A Weight- and Anti-Xa-Guided Enoxaparin Dosing Protocol for venous thromboembolism Prophylaxis in intensive care unit Trauma Patients.

BACKGROUND

Trauma patients are high risk for venous thromboembolism (VTE) and the optimal dosing strategy for prophylactic enoxaparin remains unknown. The purpose of this quality improvement project was to evaluate a weight-based and anti-Xa-guided enoxaparin dosing protocol in intensive care unit (ICU) trauma patients and to determine if the protocol led to reduced clinical VTE rates.

MATERIALS AND METHODS

Adult trauma patients admitted for ≥ 48 hours to our surgical or neurosurgical ICUs who received ≥ 3 consecutive weight-based enoxaparin doses were eligible for inclusion into this pre-post implementation cohort study. Enoxaparin 30 mg every 12 hours was used for weight 50 to 100 kg and body mass index (BMI) < 40 kg/m and enoxaparin 40 mg every 12 hours for weight ≥ 100 kg or BMI ≥ 40 kg/m. PRE cohort patients did not routinely receive anti-Xa level monitoring, while in the POST cohort, dosing was subsequently titrated to peak anti-Xa levels of 0.2 to 0.4 IU/mL.

RESULTS

A total of 110 and 113 patients were included in the PRE and POST cohorts, respectively.

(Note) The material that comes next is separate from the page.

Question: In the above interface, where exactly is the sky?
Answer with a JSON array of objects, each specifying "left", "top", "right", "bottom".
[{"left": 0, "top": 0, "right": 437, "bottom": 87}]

Clinical VTE rates were similar between groups. In the POST cohort, 75% of patients achieved goal anti-Xa levels without dose titrations, while 12% of higher weight patients and 9.1% of lower weight patients required adjustment. When comparing weight quartiles, patients > 100 kg were more likely to have sub-prophylactic anti-Xa levels than those ≤ 69 kg.

CONCLUSIONS

Our enoxaparin dosing protocol was safe and frequently achieved initial anti-Xa levels within goal, indicating that weight-based dosing alone may be sufficient. However, patients > 100 kg may benefit from anti-Xa monitoring as they are highest risk for sub-prophylactic levels despite higher initial enoxaparin dosing.